Reply
Wed 4 May, 2005 05:26 pm
I sit on a planning board of a rural township. I have proposed some major changes to our zoning ordinances because the actual costs of developing land outweighs the income to the township. I need some good sorces of credible data about how non commercial, residential housing actually jacks up the taxation rates due to increased demands on services.
We are being inundated by development proposals and we are talking with farm owners to place their lands in irrevocable transver of development rights covenants (TODs)
I live in a state whose population has stayed fairly stable for 30 years but development pressure from mature suburbs into the rural areas (thus creating rubuirbs) is getting outrageous.

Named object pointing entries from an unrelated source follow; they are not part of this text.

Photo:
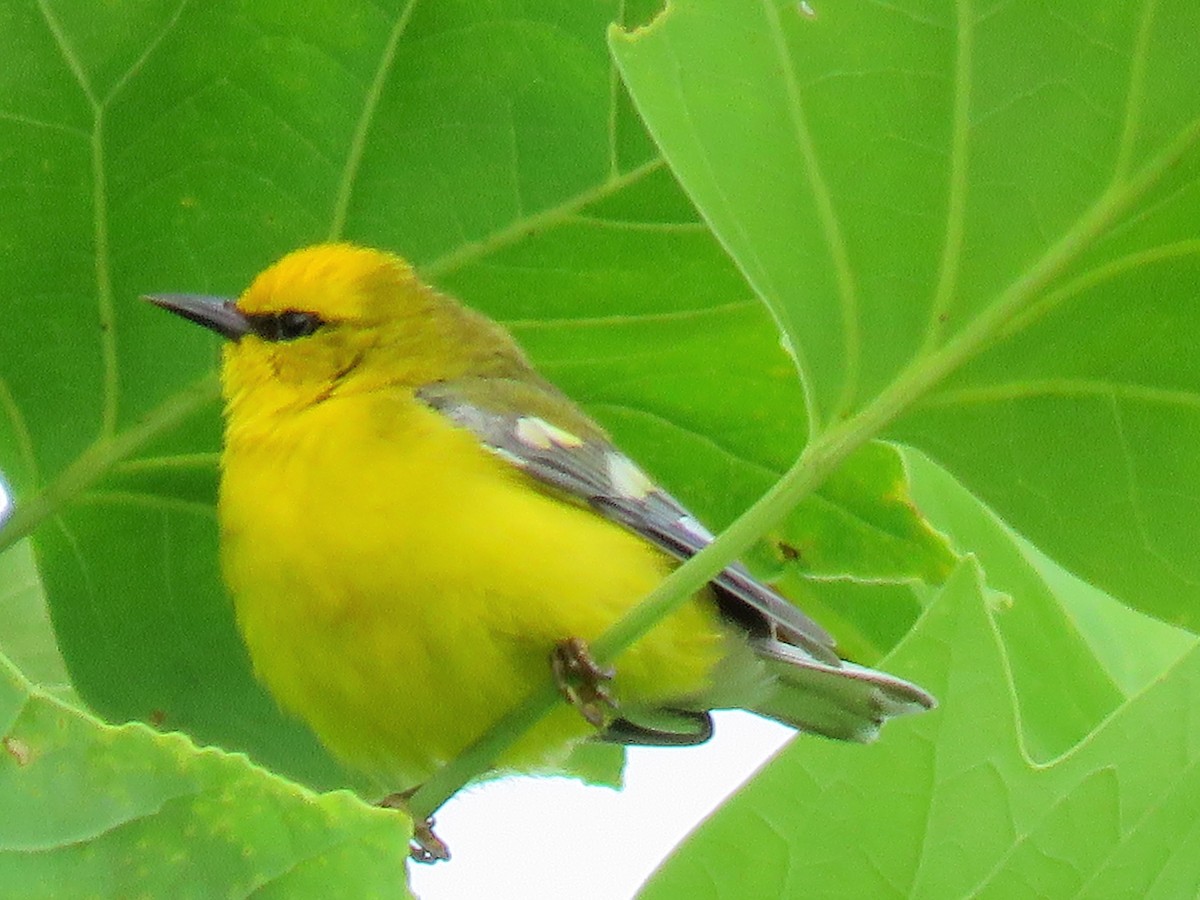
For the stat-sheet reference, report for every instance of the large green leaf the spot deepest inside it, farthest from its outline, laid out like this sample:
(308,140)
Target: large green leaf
(951,804)
(977,223)
(151,815)
(180,147)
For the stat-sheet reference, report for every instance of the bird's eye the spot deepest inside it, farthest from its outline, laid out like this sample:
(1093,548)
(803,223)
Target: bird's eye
(286,325)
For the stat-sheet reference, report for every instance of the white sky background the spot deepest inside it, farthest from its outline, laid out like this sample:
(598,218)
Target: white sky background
(552,838)
(535,839)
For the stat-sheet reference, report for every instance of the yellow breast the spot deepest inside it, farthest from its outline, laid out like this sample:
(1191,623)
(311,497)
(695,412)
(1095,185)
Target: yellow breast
(400,588)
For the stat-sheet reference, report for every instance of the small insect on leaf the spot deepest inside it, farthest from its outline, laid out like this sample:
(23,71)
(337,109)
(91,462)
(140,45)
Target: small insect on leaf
(18,750)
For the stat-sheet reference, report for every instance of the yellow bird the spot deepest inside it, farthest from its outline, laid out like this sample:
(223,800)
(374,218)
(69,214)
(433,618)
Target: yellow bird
(417,527)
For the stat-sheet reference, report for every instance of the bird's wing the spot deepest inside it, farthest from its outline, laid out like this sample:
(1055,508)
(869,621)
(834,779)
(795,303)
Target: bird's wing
(535,429)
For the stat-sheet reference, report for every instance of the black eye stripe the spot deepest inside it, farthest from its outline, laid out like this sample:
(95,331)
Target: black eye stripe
(286,325)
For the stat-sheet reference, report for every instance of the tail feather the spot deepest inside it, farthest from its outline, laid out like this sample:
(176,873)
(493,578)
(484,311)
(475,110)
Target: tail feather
(843,701)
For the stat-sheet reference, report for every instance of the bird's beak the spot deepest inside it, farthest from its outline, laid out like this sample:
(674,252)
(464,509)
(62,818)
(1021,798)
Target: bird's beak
(219,313)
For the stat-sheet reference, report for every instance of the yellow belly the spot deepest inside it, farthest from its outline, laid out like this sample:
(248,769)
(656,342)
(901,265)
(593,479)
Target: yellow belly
(400,588)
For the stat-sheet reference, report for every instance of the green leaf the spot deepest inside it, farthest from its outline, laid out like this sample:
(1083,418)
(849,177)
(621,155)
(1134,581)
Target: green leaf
(27,637)
(977,226)
(151,815)
(949,803)
(489,143)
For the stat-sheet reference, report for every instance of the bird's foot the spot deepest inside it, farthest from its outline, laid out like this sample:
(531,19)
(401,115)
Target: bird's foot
(425,846)
(583,682)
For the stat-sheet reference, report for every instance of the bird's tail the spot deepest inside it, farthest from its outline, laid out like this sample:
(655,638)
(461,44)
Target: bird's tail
(843,701)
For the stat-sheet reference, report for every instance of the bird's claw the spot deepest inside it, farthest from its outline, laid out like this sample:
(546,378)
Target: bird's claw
(583,682)
(424,846)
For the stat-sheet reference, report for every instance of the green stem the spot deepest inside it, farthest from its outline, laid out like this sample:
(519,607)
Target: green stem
(823,454)
(813,467)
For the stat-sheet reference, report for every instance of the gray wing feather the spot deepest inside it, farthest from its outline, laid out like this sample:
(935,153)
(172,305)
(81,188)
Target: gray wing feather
(589,469)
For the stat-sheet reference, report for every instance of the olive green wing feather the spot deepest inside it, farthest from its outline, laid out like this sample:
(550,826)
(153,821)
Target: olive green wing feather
(803,682)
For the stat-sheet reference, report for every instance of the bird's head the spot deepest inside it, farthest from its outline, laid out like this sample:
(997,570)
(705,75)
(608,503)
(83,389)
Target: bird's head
(336,318)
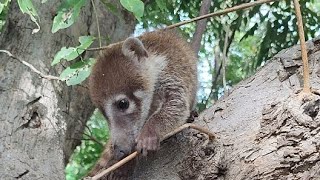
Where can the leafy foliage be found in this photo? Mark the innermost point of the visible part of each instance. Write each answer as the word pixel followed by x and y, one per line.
pixel 85 155
pixel 67 14
pixel 255 35
pixel 79 71
pixel 134 6
pixel 26 6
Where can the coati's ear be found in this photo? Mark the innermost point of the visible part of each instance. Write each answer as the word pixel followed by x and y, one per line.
pixel 133 48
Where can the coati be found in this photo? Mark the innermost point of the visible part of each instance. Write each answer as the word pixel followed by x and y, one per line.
pixel 145 87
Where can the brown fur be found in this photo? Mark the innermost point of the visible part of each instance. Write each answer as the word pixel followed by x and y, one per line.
pixel 173 92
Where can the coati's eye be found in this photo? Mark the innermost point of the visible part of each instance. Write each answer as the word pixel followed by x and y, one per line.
pixel 123 104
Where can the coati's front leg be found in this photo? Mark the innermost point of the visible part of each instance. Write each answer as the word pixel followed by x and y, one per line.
pixel 106 160
pixel 172 114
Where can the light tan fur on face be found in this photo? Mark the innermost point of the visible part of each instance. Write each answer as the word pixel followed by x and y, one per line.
pixel 157 72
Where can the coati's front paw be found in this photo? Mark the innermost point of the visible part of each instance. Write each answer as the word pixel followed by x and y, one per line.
pixel 148 140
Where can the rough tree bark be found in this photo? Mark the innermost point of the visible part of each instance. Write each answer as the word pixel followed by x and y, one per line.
pixel 41 120
pixel 265 130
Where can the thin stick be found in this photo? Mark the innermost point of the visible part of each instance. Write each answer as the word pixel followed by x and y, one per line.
pixel 218 13
pixel 49 77
pixel 134 154
pixel 224 60
pixel 98 28
pixel 306 77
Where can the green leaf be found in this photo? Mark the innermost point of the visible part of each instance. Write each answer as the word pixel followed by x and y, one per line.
pixel 67 14
pixel 26 6
pixel 134 6
pixel 81 75
pixel 77 72
pixel 73 52
pixel 162 4
pixel 85 41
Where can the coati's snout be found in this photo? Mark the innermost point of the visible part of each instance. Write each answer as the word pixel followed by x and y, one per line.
pixel 125 120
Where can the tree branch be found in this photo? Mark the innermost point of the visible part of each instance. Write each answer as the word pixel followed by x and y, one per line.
pixel 306 77
pixel 49 77
pixel 134 154
pixel 218 13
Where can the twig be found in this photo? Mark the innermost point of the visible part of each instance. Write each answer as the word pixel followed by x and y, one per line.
pixel 201 26
pixel 49 77
pixel 134 154
pixel 224 60
pixel 218 13
pixel 306 78
pixel 98 28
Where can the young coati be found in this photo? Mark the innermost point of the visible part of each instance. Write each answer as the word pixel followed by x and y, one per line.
pixel 145 87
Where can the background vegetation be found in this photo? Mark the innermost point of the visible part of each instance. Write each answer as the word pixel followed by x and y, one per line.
pixel 254 36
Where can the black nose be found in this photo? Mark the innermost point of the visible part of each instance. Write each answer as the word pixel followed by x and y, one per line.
pixel 120 152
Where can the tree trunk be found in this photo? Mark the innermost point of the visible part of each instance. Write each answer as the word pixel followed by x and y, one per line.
pixel 41 120
pixel 264 128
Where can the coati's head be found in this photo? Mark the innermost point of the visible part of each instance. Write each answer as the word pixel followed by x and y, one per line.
pixel 122 86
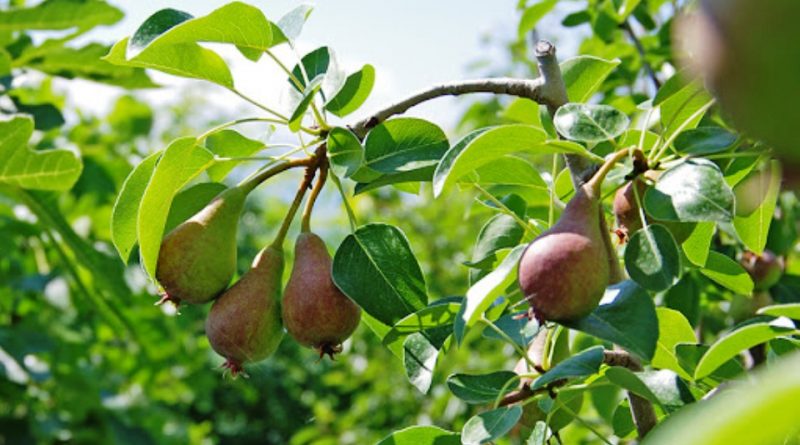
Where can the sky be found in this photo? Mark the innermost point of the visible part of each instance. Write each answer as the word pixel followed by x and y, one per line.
pixel 413 44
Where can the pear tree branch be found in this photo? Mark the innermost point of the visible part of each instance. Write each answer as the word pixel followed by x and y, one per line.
pixel 644 416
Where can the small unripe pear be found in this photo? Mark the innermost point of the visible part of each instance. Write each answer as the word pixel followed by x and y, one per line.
pixel 198 257
pixel 626 212
pixel 316 313
pixel 565 270
pixel 244 324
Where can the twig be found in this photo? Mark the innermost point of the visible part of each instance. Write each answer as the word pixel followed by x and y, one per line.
pixel 531 89
pixel 553 88
pixel 640 49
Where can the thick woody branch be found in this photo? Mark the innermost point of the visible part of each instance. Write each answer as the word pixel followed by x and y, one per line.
pixel 531 89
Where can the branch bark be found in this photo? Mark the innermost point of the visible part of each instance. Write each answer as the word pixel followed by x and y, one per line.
pixel 527 88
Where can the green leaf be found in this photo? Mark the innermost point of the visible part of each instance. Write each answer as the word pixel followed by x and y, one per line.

Of course I wish to save the countryside. But I need to make the other commissioners and supervisors understand how the initial "fees" for building permits will be swallowed and consumed by the later tax bill increase as the demands for services kick in.
Any help would be appreciated, I know we have some bright land management types out there.
This is a topic my own community is dealing with. Try this source and go to the bottom for references:
http://www.urbanext.uiuc.edu/lcr/LGIEN2000-0011.html
Just a quick add on: I always say if development helps keep taxes down, everyone in NYC would just chip in a quarter while the folks of East Jesus Nebraska would be writing out checks for a million bucks.